Likelihood: MODERATE
Impact: HIGH
Treatment: MITIGATE
Confidence: Moderate
The breach is confirmed (network server hacking, not merely suspected exposure), but exploitation of the exfiltrated data for downstream fraud or re-identification has not been confirmed, holding likelihood to moderate; impact is high because the 6,420 affected records are psychiatric and behavioral health PHI — among the most legally and reputationally sensitive categories under HIPAA — driving disproportionate regulatory, litigation, and reputational consequence relative to breach size.
Treatment rationale: Active regulatory scrutiny (HHS OCR breach notification already triggered by the 6,420-individual threshold), an ongoing 2026 lawsuit investigation, and the heightened sensitivity of behavioral health PHI make avoidance impossible post-event and transfer insufficient as a primary response — structured mitigation (containment, OCR cooperation, affected-individual notification, and control remediation) is the required primary treatment.
Loss Exposure (illustrative)
Magnitude: moderate-to-high — illustrative $800K–$3.5M
Frequency: This is a realized event (frequency = 1); for planning purposes, a healthcare organization with equivalent network exposure and PHI volume might model a network-intrusion-with-exfiltration event as occurring once per 5–8 years absent significant control improvements.
Annualized: Illustrative ALE: $100K–$700K annually (single realized loss amortized over a multi-year horizon for planning purposes only)
Basis: Loss magnitude derived from: (1) per-record notification, credit monitoring, and remediation cost for 6,420 individuals (small population, but psychiatric PHI complexity raises per-record handling cost); (2) HHS OCR civil monetary penalty exposure — Tier 2 or Tier 3 penalties are plausible for a confirmed hacking incident involving lack of adequate access controls, ranging from $1,000–$50,000 per violation category up to annual caps; (3) class-action litigation defense and potential settlement costs given confirmed 2026 investigation; (4) reputational harm to a specialty behavioral health provider where patient trust is foundational to the care model. No third-party benchmark reports cited. All figures are illustrative and internally derived.
Illustrative estimate — not actuarially derived. Figures are for risk-planning discussion only and should not be used for financial reporting, insurance valuation, or legal proceedings.
Insurance / Contractual / Legal — Potential Obligations
Potential triggers, not legal determinations. Verify with counsel/broker before acting.
• Confirmed hacking incident involving PHI may invoke cyber-insurance breach-response and notification cost coverage obligations — verify with broker whether the incident meets policy's definition of a covered event and whether timely notice to the insurer was required.

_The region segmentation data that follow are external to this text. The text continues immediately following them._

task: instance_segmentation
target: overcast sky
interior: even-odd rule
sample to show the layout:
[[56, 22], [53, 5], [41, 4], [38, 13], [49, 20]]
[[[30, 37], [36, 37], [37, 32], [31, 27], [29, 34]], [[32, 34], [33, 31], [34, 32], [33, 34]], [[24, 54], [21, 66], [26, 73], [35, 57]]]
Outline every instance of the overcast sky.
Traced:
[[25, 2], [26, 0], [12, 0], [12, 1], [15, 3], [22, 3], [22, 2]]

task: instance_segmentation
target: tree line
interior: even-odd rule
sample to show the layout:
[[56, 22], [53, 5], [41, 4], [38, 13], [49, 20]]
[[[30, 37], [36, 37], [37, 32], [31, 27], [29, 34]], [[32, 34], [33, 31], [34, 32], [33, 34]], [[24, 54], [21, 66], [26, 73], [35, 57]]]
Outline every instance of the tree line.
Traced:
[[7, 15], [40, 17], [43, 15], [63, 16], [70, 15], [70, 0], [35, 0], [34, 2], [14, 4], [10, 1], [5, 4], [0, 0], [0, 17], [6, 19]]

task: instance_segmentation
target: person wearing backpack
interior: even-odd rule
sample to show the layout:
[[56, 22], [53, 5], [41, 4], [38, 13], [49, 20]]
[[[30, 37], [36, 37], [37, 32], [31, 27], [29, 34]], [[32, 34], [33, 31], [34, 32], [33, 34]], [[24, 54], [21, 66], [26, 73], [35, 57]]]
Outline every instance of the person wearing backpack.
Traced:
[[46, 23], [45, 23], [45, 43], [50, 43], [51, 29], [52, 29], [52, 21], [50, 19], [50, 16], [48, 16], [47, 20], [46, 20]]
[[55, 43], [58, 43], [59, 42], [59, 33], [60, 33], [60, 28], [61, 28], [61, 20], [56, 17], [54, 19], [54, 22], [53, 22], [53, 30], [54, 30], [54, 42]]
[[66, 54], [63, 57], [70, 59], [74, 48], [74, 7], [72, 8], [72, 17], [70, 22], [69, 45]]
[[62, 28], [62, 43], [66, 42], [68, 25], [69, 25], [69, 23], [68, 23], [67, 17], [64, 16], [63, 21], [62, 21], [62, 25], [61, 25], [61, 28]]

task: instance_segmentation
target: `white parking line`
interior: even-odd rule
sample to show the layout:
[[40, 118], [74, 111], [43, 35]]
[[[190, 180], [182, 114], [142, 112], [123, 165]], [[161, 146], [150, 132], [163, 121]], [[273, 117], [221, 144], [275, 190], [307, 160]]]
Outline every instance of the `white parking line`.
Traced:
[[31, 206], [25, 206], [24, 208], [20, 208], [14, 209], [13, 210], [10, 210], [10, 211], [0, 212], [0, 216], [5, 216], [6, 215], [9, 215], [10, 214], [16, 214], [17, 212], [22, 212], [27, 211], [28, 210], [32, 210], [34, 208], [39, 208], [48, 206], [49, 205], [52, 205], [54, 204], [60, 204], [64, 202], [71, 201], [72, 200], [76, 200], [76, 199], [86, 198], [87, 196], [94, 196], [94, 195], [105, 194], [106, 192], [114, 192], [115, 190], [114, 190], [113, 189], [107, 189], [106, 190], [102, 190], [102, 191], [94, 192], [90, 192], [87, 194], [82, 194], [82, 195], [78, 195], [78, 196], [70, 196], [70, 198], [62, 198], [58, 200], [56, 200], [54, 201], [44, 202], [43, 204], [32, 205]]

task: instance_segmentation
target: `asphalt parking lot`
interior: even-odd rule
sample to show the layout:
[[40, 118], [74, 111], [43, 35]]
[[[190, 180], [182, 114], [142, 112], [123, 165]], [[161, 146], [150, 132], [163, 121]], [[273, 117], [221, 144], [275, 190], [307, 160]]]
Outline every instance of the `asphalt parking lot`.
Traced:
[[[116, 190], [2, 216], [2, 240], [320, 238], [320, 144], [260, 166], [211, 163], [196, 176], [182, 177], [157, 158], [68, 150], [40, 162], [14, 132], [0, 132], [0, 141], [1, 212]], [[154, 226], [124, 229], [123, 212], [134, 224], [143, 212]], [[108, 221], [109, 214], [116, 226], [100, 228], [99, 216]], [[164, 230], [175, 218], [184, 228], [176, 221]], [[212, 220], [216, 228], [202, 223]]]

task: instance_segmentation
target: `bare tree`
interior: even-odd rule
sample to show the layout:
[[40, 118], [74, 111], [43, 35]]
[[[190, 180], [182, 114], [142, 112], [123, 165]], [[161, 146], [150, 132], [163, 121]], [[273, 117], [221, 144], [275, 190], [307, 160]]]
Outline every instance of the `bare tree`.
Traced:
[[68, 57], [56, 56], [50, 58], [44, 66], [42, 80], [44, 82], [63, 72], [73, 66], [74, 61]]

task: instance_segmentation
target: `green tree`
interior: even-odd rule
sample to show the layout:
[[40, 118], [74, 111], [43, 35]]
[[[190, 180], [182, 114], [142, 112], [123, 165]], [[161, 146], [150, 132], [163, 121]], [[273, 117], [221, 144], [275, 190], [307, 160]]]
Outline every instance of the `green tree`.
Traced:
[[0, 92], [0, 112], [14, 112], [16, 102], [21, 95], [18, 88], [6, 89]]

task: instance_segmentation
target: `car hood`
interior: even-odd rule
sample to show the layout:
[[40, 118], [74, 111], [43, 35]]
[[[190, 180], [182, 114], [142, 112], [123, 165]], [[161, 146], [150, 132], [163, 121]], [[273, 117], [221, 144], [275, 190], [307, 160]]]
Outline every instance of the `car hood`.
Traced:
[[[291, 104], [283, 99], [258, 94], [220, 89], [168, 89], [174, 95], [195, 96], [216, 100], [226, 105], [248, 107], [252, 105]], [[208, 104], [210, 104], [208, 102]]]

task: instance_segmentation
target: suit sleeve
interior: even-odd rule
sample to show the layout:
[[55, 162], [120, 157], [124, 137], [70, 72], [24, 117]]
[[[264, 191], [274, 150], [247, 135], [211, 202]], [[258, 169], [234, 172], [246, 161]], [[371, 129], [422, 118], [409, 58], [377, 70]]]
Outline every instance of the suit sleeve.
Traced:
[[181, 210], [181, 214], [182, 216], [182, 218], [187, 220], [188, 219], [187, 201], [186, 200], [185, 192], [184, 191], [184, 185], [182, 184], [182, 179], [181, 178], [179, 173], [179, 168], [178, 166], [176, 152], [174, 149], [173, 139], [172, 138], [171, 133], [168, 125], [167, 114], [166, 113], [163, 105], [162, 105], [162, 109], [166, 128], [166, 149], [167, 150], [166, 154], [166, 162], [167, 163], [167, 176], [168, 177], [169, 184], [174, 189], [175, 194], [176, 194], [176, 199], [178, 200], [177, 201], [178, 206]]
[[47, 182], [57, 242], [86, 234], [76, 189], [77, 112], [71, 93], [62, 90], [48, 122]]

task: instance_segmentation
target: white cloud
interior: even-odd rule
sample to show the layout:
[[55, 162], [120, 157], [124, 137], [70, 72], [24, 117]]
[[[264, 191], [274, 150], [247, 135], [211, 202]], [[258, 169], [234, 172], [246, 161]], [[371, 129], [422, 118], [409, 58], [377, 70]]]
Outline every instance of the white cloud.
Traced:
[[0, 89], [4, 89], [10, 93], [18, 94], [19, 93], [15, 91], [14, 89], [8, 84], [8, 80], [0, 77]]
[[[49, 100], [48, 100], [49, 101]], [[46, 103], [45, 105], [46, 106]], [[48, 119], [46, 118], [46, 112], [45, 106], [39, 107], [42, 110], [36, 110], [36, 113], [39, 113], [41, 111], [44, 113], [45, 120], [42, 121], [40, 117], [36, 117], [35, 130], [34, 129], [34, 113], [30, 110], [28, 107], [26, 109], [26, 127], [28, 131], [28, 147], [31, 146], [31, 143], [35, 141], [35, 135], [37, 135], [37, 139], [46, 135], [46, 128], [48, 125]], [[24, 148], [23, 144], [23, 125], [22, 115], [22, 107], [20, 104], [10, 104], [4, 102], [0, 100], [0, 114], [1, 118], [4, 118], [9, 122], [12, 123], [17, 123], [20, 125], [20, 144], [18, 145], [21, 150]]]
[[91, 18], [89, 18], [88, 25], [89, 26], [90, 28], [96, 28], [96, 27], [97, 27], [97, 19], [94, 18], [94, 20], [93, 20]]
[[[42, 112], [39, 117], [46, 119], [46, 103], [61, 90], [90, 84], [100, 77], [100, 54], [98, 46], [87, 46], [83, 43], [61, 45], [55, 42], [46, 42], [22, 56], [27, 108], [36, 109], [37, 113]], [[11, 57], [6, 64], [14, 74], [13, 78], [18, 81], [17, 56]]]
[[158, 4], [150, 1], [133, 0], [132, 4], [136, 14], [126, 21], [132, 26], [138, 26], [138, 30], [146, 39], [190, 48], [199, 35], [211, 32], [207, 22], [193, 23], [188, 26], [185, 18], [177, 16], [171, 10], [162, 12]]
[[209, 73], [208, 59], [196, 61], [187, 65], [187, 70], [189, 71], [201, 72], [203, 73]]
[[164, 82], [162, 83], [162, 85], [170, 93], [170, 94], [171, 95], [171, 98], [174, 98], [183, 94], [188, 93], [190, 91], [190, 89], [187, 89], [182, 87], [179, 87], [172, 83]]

• Exposure of psychiatric and behavioral health PHI may invoke HIPAA breach-notification obligations to HHS OCR and affected individuals within the 60-day statutory window — verify specific timeline and scope of required content with healthcare counsel.
• Active 2026 lawsuit investigation may trigger directors-and-officers or cyber liability policy reporting requirements — verify with counsel and broker whether a claim or potential claim notice is required.
• Ohio state breach-notification law (O.R.C. § 1347.12) may apply to PII components of the disclosed records independent of HIPAA obligations — verify applicability, covered data elements, and timing with counsel.